100 000 professionnels de santé unis autour de la lutte contre le tabac. C’est l’objectif ambitieux que s’est fixé Michèle Delaunay. Elle vient de lancer un appel en ligne qui a déjà rassemblé plus de 1 500 praticiens. Du kinésithérapeute à l’aide-soignant, en passant par les médecins de divers domaine, la députée (PS) de la Gironde a visé large. Cet ex-cancérologue dénonce les conséquences sanitaires élevées de la cigarette. Chaque année 78 000 personnes meurent d’une pathologie associée au tabagisme. Le temps est venu de frapper un grand coup. Ce rassemblement pourrait bien être décisif.
Une approche plus proactive
La liste des premiers signataires témoigne bien de la volonté de balayer l’ensemble des professions de santé. Dentistes, pharmaciens, addictologues se rejoignent pour lutter contre le tabac. Malgré quelques désaccords sur la forme, la Fédération Addiction a elle aussi choisi de signer. Son président, Jean-Pierre Couteron, concède avoir hésité, à cause d' « un style quelque peu injonctif » qui n’est pas adapté à cette forme de dépendance. « Mais se mobiliser pour obtenir une politique cohérente vis-à-vis du tabagisme l’a emporté », explique-t-il. Il faut dire qu’un rassemblement de cette ampleur n’a encore jamais été obtenu.
Sur le fond, l’appel se divise en deux parties. La première engage les professionnels à agir plus contre le tabagisme. Ceux qui ont signé le document devraient se montrer plus proactifs auprès de leurs patients, particulièrement les jeunes ou encore les femmes enceintes. Dans les faits, cela passe par la promotion de l’ensemble des moyens de sevrage. Pourquoi tant de spécialités ? « On sait que le message entre vraiment dans la pratique le jour où il vient de plusieurs sources », explique Michèle Delaunay à Pourquoidocteur.
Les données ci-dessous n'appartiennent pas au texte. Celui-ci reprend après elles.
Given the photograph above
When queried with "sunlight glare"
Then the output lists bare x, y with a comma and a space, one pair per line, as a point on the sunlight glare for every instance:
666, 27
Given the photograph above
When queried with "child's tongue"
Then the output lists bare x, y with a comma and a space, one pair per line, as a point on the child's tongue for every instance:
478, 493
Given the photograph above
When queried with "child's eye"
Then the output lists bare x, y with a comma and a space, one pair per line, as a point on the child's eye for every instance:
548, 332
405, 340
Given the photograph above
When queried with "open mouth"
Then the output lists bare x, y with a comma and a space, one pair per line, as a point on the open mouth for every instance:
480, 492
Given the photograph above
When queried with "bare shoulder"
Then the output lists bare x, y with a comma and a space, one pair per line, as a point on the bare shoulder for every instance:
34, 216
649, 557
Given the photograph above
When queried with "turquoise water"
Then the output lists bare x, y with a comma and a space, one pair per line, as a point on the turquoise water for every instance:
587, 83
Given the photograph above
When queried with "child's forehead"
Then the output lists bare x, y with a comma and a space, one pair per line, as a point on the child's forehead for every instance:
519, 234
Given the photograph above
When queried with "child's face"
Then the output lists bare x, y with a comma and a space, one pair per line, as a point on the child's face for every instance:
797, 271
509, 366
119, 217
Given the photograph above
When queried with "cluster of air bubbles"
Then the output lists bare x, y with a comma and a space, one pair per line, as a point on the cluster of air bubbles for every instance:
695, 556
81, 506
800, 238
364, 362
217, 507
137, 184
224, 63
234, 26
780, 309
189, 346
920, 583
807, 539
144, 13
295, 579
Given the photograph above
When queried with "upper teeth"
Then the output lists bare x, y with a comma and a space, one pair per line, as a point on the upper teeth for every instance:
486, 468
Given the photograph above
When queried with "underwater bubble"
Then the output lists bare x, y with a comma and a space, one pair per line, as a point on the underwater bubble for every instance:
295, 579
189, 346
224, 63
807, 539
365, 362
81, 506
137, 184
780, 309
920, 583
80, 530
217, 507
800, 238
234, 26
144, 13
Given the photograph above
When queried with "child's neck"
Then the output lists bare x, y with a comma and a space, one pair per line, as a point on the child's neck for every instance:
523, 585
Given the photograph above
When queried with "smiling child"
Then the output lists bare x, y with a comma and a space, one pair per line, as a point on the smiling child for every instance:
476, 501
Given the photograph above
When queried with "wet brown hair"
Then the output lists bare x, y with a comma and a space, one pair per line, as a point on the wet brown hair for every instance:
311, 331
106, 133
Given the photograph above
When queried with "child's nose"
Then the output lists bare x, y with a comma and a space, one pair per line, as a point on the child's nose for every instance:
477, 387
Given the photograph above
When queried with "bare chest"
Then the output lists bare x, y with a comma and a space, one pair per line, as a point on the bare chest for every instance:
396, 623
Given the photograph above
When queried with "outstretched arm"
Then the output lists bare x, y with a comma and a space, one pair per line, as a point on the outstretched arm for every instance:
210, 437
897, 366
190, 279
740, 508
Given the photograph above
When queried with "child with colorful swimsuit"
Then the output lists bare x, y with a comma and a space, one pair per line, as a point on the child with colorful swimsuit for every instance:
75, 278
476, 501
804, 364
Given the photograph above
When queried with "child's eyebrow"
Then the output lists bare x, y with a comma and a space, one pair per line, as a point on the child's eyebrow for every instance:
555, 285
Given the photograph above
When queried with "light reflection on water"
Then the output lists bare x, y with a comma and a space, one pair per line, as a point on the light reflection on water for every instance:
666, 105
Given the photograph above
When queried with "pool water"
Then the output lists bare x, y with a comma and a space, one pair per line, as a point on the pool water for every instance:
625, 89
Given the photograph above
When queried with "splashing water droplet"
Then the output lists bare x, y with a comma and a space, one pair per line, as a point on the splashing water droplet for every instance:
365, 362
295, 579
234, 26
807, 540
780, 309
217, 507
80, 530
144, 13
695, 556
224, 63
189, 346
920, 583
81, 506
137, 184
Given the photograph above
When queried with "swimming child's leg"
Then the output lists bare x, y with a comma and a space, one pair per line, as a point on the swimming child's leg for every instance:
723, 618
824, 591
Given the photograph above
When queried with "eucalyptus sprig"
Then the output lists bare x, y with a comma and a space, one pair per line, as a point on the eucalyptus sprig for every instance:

Les kinésithérapeutes sont ainsi également habilités à prescrire des modes de sevrage.
L’appel aux politiciens
Les professions de santé ne sont pas les seules à être interpelées. Les décideurs politiques figurent aussi en bonne position. De fait, ce sont eux qui mettent au point les législations et les appliquent. Sur ce point, le bilan reste insuffisant. « Une dynamique s’est engagée sur le tabac, avec le Plan national de réduction du tabagisme, concède Jean-Pierre Couteron. Mais le succès est plus que relatif : le dernier bulletin épidémiologique hebdomadaire à ce sujet n’est pas extraordinaire. » Paquets neutres et molles augmentations du prix du tabac ne suffisent plus. « Il faut absolument transformer l’essai dans le prochain quinquennat », estime Michèle Delaunay.
Elus et candidats sont donc invités à faire appliquer la loi de manière plus stricte. A commencer par l’interdiction de vendre du tabac aux mineurs. Mais ça n’est pas tout : le prix du paquet de cigarette doit aussi franchir la barre symbolique des 10 euros. La députée de la Gironde veut en faire un sujet de débat à l’échelle européenne.
Alors que l’élection présidentielle se profile, Michèle Delaunay aura bien besoin du soutien de 100 000 professionnels de santé. A l’heure actuelle, le débat sur la santé est resté à la marge. La députée compte d’ailleurs envoyer aux candidats aux primaires et à la présidentielle le contenu de l’appel. Jean-Pierre Couteron attend beaucoup de leur part et n’hésite pas à dresser un parallèle avec la politique menée sur l’alcool. Le gouvernement a progressivement assoupli la loi Evin. « On espère que cela évitera les erreurs observées sur l’alcool, tranche le président de la Fédération Addiction. On espère aussi en tirer un message cohérent. » Pas sûr que cela suffise pour faire passer le paquet à 10 euros.